Four people were indicted Wednesday, August 16 after the deadly shipwreck occurred Saturday in the English Channel of a boat of migrants trying to reach England, during which six Afghans died, said a judicial source, confirming information from Le Monde.
These persons, suspected in particular of manslaughter and involuntary injury and endangerment by manifestly deliberate breach of a duty of care or safety, had been placed in police custody on the day of the tragedy.
These are two people of Iraqi nationality born in 1980, "suspected of being part of the illegal immigration network that organized the transport of migrants," said the Paris prosecutor's office. The other two incriminated persons are Sudanese nationals, born in 1994 and 2006 and "suspected of having actively participated in the transport of passengers in dangerous conditions in return for a preferential fare on their own passage", added the public prosecutor.
Custody
In addition to manslaughter and involuntary injury, the four were also charged with aiding illegal residence in an organized gang and criminal association to commit this offence. The prosecutor's office requested that they be remanded in custody.

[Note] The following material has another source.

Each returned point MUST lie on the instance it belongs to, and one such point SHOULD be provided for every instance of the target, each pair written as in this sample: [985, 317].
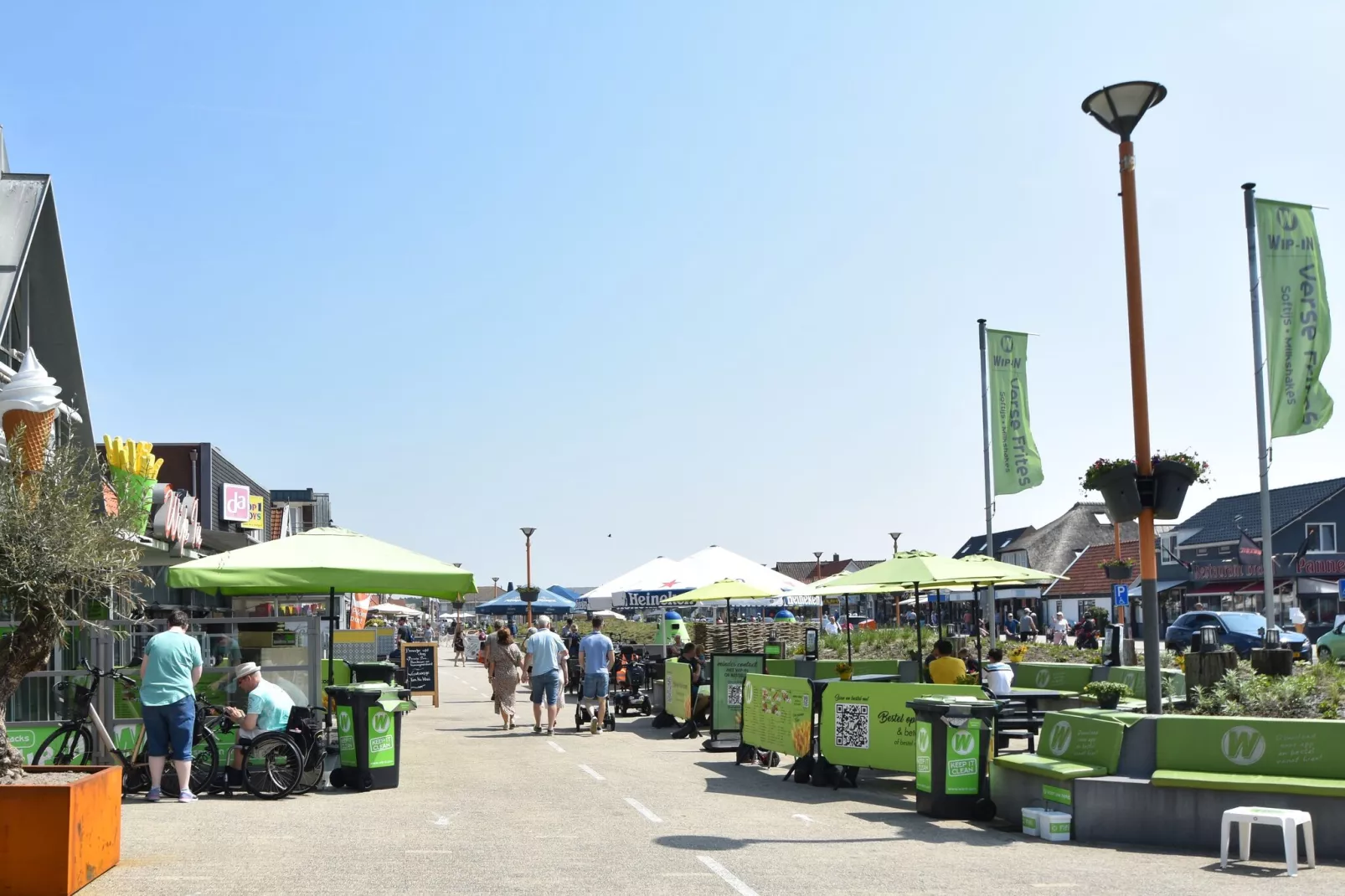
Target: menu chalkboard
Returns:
[421, 665]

The investigations, conducted under the direction of the Junalco (National Jurisdiction for the Fight against Organized Crime), have "at this stage established that the makeshift boat had suffered engine damage," said the Paris prosecutor's office.
The boat was thus "torn at sea, while the passengers did not have for the most part life jackets," added the public prosecutor. "A commercial boat alerted the rescue, which was immediately triggered," said the prosecutor's office. Several ships, "warned", then went to the area: "38 people were collected by the French rescue, 23 on the British side".